Karriere und Perspektiven
  • Mit der Ausbildung als Ausbaufacharbeiterin oder Ausbaufacharbeiter legst du den Grundstein, um im Bauwesen Akzente zu setzen.
  • Nach dem Ausbildungsabschluss als Ausbaufacharbeiter/-in kannst du in unterschiedlichen Betrieben arbeiten – und dich durch fachliche oder betriebswirtschaftliche Fortbildungen weiter spezialisieren. Und du kannst das 3. Lehrjahr dranhängen und einen Gesellenabschluss machen.
  • Der Schwerpunkt, den du als Ausbaufacharbeiter/-in gewählt hast, entscheidet dabei, welchen Gesellenabschluss du machen kannst.
  • Du siehst: Das Bauhandwerk bietet interessante Möglichkeiten für deine berufliche Zukunft!

Berufsbild

Ausbaufacharbeiter/-in ist ein praxisorientierter Ausbildungsberuf im Handwerk.
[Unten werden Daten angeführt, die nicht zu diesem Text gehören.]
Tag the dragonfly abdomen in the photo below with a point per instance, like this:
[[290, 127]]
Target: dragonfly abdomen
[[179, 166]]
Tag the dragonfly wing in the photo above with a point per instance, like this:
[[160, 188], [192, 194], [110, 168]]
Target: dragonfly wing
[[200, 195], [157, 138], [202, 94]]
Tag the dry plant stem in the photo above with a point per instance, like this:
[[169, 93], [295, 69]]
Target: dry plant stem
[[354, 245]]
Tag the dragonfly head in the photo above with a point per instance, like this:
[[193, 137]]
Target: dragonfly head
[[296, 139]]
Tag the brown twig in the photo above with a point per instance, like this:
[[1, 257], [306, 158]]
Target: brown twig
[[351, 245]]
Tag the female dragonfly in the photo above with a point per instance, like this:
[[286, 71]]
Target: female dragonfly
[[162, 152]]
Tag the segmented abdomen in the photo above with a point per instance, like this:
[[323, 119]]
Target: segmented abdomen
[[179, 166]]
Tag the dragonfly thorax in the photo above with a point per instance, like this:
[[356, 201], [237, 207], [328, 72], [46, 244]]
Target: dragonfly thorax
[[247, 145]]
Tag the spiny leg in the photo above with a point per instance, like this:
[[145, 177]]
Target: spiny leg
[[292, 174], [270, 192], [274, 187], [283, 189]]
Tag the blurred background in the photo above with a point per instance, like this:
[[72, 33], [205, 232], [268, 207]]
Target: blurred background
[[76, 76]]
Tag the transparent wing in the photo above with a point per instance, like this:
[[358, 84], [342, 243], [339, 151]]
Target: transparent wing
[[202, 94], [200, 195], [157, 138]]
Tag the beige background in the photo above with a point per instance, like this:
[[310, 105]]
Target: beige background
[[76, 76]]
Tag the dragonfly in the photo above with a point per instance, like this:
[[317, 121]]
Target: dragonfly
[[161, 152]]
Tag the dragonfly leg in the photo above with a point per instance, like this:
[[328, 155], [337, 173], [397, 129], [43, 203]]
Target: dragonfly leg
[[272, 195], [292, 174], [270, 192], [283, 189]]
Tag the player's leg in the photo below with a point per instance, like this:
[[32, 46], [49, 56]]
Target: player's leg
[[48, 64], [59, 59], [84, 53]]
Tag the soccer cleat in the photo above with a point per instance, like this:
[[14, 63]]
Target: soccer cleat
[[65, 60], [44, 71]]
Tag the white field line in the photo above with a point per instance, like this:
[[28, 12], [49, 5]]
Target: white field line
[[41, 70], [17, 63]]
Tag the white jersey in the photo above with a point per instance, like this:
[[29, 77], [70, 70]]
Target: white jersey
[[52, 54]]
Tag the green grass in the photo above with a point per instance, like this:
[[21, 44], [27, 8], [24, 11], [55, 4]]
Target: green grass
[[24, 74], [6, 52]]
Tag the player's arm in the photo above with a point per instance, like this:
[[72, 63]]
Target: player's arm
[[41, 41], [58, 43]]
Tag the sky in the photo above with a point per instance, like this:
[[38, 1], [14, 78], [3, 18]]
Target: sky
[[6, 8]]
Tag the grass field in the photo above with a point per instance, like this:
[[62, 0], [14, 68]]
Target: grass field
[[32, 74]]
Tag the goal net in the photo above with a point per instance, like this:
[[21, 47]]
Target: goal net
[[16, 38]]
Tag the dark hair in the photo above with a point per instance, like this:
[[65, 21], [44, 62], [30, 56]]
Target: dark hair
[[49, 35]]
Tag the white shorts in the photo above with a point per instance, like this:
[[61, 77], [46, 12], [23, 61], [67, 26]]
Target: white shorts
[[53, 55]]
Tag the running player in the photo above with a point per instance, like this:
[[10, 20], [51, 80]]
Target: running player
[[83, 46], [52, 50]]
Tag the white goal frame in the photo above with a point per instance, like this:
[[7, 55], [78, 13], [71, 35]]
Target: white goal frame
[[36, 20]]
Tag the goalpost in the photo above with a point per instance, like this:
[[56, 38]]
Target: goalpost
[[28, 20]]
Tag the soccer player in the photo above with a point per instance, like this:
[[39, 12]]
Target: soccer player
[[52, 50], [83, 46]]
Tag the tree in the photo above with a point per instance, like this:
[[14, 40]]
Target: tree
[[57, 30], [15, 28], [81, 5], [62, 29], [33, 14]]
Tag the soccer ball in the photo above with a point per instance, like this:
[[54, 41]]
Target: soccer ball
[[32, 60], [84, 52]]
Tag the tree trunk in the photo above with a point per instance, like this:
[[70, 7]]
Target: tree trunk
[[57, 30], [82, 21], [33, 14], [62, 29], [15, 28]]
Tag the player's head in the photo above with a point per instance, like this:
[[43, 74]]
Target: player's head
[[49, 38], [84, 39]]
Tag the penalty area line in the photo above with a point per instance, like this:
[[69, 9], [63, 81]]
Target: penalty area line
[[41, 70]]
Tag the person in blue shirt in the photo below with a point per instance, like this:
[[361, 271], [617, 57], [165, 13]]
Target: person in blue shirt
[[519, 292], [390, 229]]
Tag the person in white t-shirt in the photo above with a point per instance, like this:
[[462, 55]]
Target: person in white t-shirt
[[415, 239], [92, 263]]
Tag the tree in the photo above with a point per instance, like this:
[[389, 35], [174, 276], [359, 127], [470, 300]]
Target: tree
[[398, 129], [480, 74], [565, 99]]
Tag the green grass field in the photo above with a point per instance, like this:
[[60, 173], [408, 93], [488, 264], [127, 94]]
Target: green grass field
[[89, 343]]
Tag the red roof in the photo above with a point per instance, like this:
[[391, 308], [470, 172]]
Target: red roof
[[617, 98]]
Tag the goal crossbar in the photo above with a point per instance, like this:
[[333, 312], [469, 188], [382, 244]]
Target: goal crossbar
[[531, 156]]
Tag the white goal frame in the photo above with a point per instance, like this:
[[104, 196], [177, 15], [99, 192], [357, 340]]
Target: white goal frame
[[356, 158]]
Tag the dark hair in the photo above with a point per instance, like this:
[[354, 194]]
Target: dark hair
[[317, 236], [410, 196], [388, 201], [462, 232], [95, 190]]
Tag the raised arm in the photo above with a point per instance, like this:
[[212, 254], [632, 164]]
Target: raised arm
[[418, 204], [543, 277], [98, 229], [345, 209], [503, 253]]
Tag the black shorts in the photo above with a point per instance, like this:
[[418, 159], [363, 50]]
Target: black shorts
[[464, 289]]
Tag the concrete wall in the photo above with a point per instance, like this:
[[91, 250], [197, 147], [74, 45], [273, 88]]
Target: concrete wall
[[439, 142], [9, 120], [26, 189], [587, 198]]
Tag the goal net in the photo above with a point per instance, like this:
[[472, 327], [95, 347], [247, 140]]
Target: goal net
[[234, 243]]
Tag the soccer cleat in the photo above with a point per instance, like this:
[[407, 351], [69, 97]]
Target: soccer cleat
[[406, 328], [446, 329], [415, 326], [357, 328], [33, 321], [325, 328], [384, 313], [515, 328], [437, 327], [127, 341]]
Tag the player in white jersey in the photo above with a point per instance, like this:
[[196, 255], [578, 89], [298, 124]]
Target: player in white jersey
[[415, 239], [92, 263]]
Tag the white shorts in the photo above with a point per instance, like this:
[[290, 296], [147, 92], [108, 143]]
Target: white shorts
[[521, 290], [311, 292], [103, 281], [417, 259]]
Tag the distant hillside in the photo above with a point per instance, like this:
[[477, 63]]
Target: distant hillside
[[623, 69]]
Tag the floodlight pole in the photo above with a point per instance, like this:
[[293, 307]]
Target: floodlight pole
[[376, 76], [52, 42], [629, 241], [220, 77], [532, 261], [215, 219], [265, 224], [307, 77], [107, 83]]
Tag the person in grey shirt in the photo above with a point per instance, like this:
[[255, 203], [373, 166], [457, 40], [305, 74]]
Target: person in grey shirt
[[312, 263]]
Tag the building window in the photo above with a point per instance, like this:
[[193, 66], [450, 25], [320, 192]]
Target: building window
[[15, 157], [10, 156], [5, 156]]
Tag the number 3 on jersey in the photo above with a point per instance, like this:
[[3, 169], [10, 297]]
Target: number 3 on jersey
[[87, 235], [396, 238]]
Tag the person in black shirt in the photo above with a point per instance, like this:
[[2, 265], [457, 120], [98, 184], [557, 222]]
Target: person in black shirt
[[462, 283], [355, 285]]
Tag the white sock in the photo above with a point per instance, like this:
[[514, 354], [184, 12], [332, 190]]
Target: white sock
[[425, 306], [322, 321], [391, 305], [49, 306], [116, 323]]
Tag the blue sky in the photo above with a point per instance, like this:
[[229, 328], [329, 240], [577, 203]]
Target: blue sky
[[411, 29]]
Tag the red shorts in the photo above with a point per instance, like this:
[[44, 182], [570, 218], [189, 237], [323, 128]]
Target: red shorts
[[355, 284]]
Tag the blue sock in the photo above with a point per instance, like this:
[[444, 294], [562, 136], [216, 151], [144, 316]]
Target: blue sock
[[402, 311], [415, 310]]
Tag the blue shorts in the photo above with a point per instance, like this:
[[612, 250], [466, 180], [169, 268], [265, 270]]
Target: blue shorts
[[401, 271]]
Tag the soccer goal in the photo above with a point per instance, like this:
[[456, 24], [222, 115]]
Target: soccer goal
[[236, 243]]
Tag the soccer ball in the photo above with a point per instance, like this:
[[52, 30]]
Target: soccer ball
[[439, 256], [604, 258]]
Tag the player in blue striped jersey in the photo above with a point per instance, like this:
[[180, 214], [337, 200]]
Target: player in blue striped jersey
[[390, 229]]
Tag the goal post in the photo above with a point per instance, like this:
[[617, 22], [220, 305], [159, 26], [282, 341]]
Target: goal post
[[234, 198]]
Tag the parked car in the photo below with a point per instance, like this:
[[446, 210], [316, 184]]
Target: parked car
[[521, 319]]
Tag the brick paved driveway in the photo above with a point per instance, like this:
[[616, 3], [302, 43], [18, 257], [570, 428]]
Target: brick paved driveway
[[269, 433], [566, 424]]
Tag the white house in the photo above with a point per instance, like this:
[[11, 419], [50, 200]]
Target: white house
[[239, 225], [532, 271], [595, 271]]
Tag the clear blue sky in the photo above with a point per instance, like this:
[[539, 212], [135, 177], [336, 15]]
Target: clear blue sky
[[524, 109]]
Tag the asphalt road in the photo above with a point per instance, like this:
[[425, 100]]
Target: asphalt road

Typische Gewerkegruppen sind Bau- und Ausbaugewerbe. Wichtige Interessensbereiche sind Ausbau/Innenarchitektur und Holz. Die Regeldauer liegt bei 2 Jahren. Die konkreten schulischen Voraussetzungen können je nach Betrieb variieren.

Aufgaben im Überblick

Typische Aufgaben liegen in den Bereichen Kernaufgaben des Berufs, Organisieren und Fertigen.

Wichtige Eigenschaften

Für den Beruf hilfreich sind insbesondere Körperliche Fitness und technisches Verständnis sind für die.

Ausbildungsinhalte

In der Ausbildung arbeitest du unter anderem an Fachliche und betriebliche Grundlagen, Organisation des Ausbildungsbetriebes Berufsbildung sowie Arbeits- und Tarifrecht, Sicherheit und Gesundheitsschutz, Umweltschutz und Nachhaltigkeit und Digitalisierte Arbeitswelt.

Ablauf der Ausbildung

Der Ausbildungsverlauf umfasst typischerweise Ausbildungsbeginn, Dauer der Ausbildung, Zwischenprüfung und Abschlussprüfung.

Karriere und Perspektiven

Nach dem Abschluss eröffnen sich unter anderem Perspektiven in Berufliche Entwicklungsmöglichkeiten, Nach dem Ausbildungsabschluss als Ausbaufacharbeiter/-in kannst du in, Der Schwerpunkt den du als Ausbaufacharbeiter/-in gewählt hast und Du siehst.

Beruf im Video

Noch keine Video-Vorstellung importiert. Die Redaktion kann diese im CMS unter dem Beruf ergänzen.

Typische Voraussetzungen

Hauptschulabschluss (Berufsreife) oder Realschulabschluss (Mittlere Reife) oder Abitur oder Fachabitur

Wissenswertes

  • Ausbaufacharbeiter/-innen sorgen u. a. dafür, Gebäude brandsicher zu machen.
  • Ausbaufacharbeiter/-innen kümmern sich auch um die richtige Dämmung und arbeiten so aktiv am Klimaschutz.

Redaktionell aufbereitet auf Basis öffentlicher Berufsinfos von handwerk.de.